コンピュータ室の温度は変化せず、コンピュータ室の空気中の水分量のみが変化します。この部分の熱は潜熱と呼ばれます。コンピュータ室には放湿装置がなく、潜熱は主に人員と外気から発生します。一方、大規模・中規模コンピュータ室では、一般的にマンマシン分離管理方式が採用されているため、エンジン室の潜熱は小さくなります。

大きな空気量と小さなエンタルピー差

機器の熱は伝導と放射によって機器室に伝わり、機器が密集している部分に熱が集中します。風量は余分な熱を奪います。また、機械室内の潜熱は少なく、一般的に除湿は不要であり、エアコンの蒸発器を通過する際に空気が零度以下に下がる必要がないため、給気温度差とエンタルピー差は小さく、風量が大きいことが求められます。

中断のない運転、年間を通しての冷却

コンピュータルーム内の機器の放熱は、年間を通して安定した熱源であり、途切れることなく稼働しています。そのため、途切れることのない空調保証システムが必要であり、空調機器の電源にも高い要件があります。また、重要なコンピュータ機器を保護する空調システムには、バックアップ電源として発電機も設置する必要があります。長期間安定した熱源は、特に南部地域では冬でも冷房が必要になります。北部地域で冬でも冷房が必要な場合は、空調機の凝縮圧力などを考慮して空調機を選定する必要があります。さらに、屋外の冷気取り入れの割合を増やすことで、省エネを実現できます。

空気を送り返す方法はたくさんある

空調室の給気方式は、室内の熱源と熱分布特性によって異なります。機器室の機器の密集度、ケーブルやブリッジの数、配線方法などに応じて、エアコンの給気方式は下戻りと上戻りに分けられます。上戻り、上戻り、横戻り、横戻りです。

静圧ボックスの空気供給

コンピュータ室の空調は通常、パイプを使用せず、上げ床下部または天井上部の空間を静圧ボックスの戻り空気として使用します。静圧は等しくなります。

高い清潔さの要件

電子計算機室には厳しい空気清浄度要件があります。空気中の粉塵や腐食性ガスは、電子部品の寿命に深刻なダメージを与え、接触不良やショートを引き起こします。

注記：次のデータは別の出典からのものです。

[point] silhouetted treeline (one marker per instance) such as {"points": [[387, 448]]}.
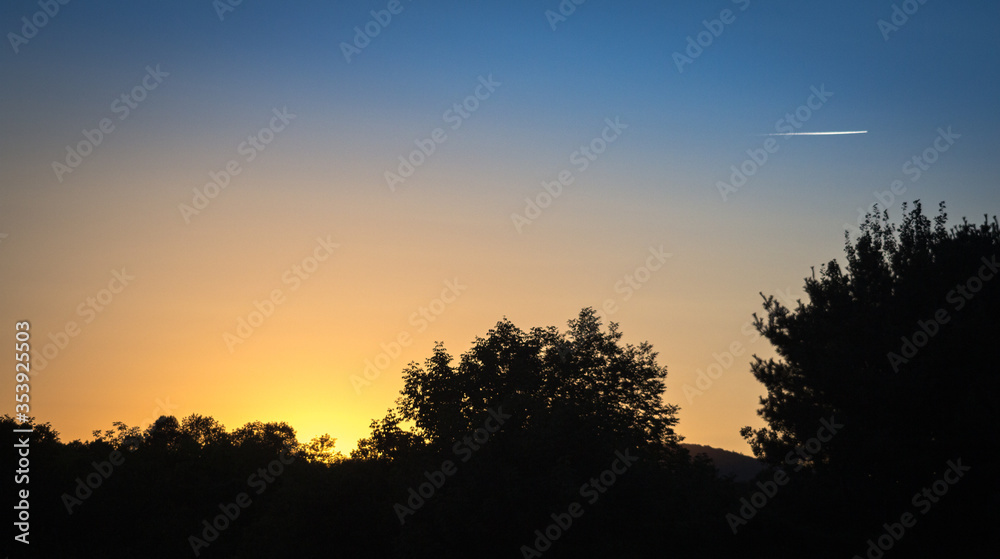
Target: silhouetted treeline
{"points": [[549, 443]]}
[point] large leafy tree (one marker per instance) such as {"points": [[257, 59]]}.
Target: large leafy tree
{"points": [[581, 388], [898, 347]]}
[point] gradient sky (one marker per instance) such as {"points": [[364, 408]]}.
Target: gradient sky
{"points": [[159, 345]]}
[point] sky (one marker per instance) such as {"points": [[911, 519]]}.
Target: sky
{"points": [[235, 208]]}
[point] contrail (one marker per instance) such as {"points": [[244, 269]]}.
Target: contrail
{"points": [[818, 133]]}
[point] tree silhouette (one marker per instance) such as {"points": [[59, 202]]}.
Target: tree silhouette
{"points": [[898, 348], [583, 387]]}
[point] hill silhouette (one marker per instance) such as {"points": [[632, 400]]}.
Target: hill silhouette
{"points": [[555, 443], [738, 467]]}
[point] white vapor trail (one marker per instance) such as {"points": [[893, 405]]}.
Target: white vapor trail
{"points": [[818, 133]]}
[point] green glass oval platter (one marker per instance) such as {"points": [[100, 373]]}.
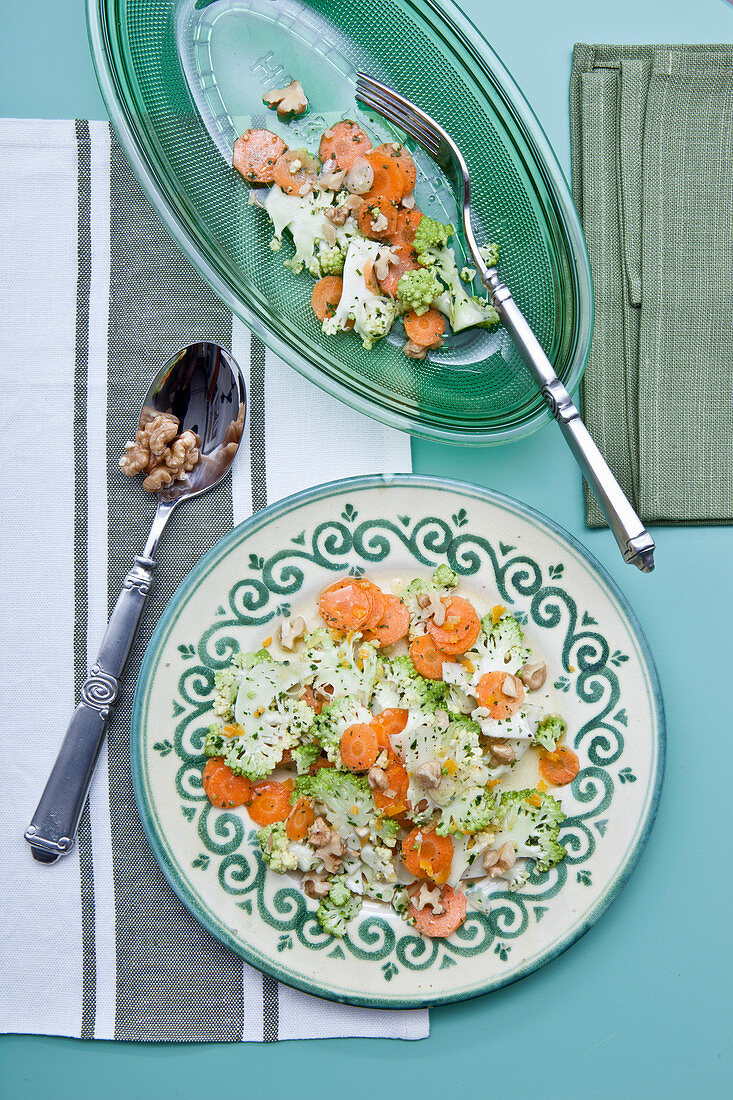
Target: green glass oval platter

さらに、機器室内の正圧を維持するために、機器室に新鮮な空気を供給する必要があります。「電子計算機室設計仕様」によると、主機関室内の空気中の粉塵濃度は静的条件下でテストされています。空気1リットルあたり0.5m以上の粉塵粒子の数は18,000個未満である必要があります。主機関室と他の部屋および廊下との圧力差は4.9Pa以上、屋外との静圧差は9.8Pa以上である必要があります。